Until recently, Clarkson’s summits were sponsored by Kodak. Kodak would send two large processing vans from Rochester to Wyoming and Colorado for the Photography at the Summit Workshop, and the Sports Shooter Workshop. A staff of twelve Kodak employees worked day and night processing hundreds of rolls of film. “Here,” explains Clarkson “we can do that with digital cameras and Apple computers for one hundredth of the expense that Kodak went through to support these photographers.”
Certainly a peek into the workshop’s classroom reveals that digital photographers are squarely in the Macintosh camp. While many participants have brought their own equipment (the Titanium PowerBook being the most popular solution) the classroom is well stocked with Mac workstations ranging from G3 iMacs to G4 towers, and (the very popular) G4 iMac. A few shooters are more familiar with PC equipment, but working with the Mac this week has been an eye-opening experience.
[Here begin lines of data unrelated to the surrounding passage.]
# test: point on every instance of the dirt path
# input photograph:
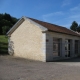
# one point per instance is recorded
(12, 68)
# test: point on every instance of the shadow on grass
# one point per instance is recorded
(76, 59)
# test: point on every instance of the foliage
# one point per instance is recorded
(6, 22)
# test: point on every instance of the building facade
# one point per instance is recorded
(37, 40)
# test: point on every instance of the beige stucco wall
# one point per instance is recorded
(49, 44)
(28, 41)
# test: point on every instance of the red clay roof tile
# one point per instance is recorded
(55, 28)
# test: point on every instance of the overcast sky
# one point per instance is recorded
(60, 12)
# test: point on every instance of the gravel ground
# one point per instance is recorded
(12, 68)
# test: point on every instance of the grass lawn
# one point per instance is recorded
(3, 45)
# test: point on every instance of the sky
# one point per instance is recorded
(60, 12)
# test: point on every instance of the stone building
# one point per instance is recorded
(42, 41)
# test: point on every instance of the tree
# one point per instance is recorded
(74, 26)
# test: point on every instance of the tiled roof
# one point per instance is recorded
(55, 28)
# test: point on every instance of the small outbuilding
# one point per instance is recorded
(42, 41)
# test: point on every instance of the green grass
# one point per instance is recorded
(3, 45)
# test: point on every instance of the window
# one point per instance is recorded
(56, 46)
(67, 47)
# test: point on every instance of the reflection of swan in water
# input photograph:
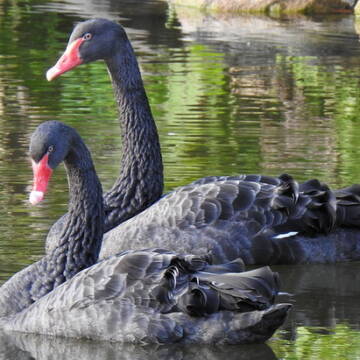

“I’ve been a PC user for about five years,” says Robin Langsdorf, a photographer based out of Avon, Colorado. “I’ve never been able to get into the creative applications of it because [the PC] is so damn hard. It’s just complicated. What little exposure I’ve had thus far on the Mac seems so much more direct and so much easier.” Laughing, Langsdorf adds, “I have a friend who gave me advice when I was looking for a computer. He said ‘go PC. It’ll do all the things you want it to’. That friend just sold his PC and bought a Mac.”
Apple’s Bob Smith (the force responsible for the company’s sponsorship of the workshops, and a photographer as well) is not surprised. “I always think of things in terms of the integration between the OS and applications. When you look at solutions like PhotoMechanic and Photoshop, and the ease of working with a Mac portable in the field … I think there are a lot of pieces that fit together better on a Mac.”
For this seminar the pieces include the brand new Nikon D100 prosumer SLR, the Epson 7600 printer and Nikon’s new OS X versions of Nikon Capture and Nikon View. This event is the first chance award winning photographers like Olympics shooter Dave Black, National Geographic photographer Joe McNally, former White House photographer Susan Biddle (and a whole list of equally famous instructors) have gotten hands-on time with the new Nikon gear, and the first time many workshop participants have used digital cameras at all.
Instructors and participants alike are finding that the Mac can handle any digital challenge thrown at it. As Apple’s Smith puts it “I’ve had some people tell me that it’s confusing for them to use a Mac here when they are used to a PC, but I’ve never had anyone come to me at the end of a seminar and tell me that they wish they had done it on the PC.”